Alors que la Coupe du monde 2026 s'apprête à débuter sur le sol américain, des incidents liés à la politique migratoire des États-Unis viennent ternir l'ambiance. Plusieurs équipes et officiels se heurtent à des obstacles administratifs qui interrogent sur la préparation de l'événement et sur l'application des règles de la Fifa.
Un arbitre somalien refoulé malgré un visa valide
Le cas le plus emblématique est celui d'Omar Abdulkadir Artan, arbitre somalien désigné meilleur arbitre africain de l'année 2025. Samedi, à son arrivée à Miami en provenance d'Istanbul, il a été refoulé par la police des frontières américaine. Selon les autorités somaliennes, qui ont défendu son « intégrité », le juge disposait pourtant d'un visa en bonne et due forme. La Somalie fait partie des pays dont les ressortissants sont soumis à une interdiction de voyage décrétée par l'administration Trump. L'incident a contraint Artan à renoncer à participer au Mondial, privant la compétition d'un arbitre de renom.
L'Irak confronté à des contrôles prolongés
L'équipe d'Irak a également connu des difficultés à son arrivée sur le territoire américain. L'attaquant vedette Aymen Hussein a été retenu près de sept heures à l'aéroport de Chicago samedi. Plus grave encore, le photographe officiel de la sélection, Talal Salah, s'est vu refuser l'entrée aux États-Unis bien qu'il soit porteur d'un visa valide. Ces événements, rapportés par la presse britannique, illustrent la rigidité des contrôles appliqués aux ressortissants de certains pays, y compris lorsqu'ils participent à une compétition sportive internationale.
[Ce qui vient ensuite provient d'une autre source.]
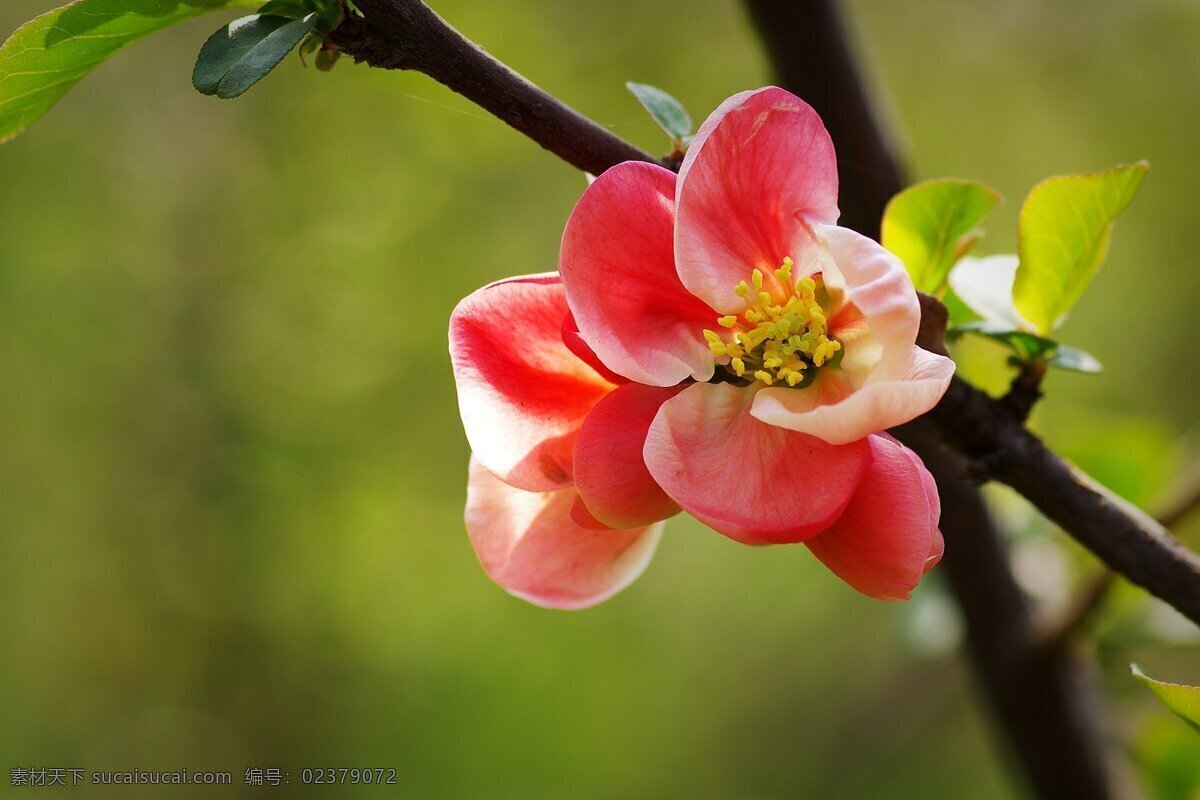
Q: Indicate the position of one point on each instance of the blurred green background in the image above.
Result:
(232, 471)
L'Iran privé de ses billets et contraint de s'exiler au Mexique
La situation de l'Iran est particulièrement tendue. Après des semaines d'incertitude sur sa participation, les joueurs et l'encadrement ont finalement obtenu leurs visas. En revanche, la Fédération iranienne de football accuse les États-Unis de lui avoir retiré son quota de billets pour les matches, une mesure contraire aux règles de la Fifa qui prévoient une attribution de places à chaque fédération nationale. Plusieurs accompagnants, dont le président de la fédération Mehdi Taj, ont vu leur demande de visa rejetée. Face à ces difficultés, la sélection iranienne, surnommée la « Team Melli », a déplacé son camp de base de Tucson, en Arizona, vers Tijuana, au Mexique, alors même qu'elle disputera ses trois matches de phase de groupes sur le territoire américain.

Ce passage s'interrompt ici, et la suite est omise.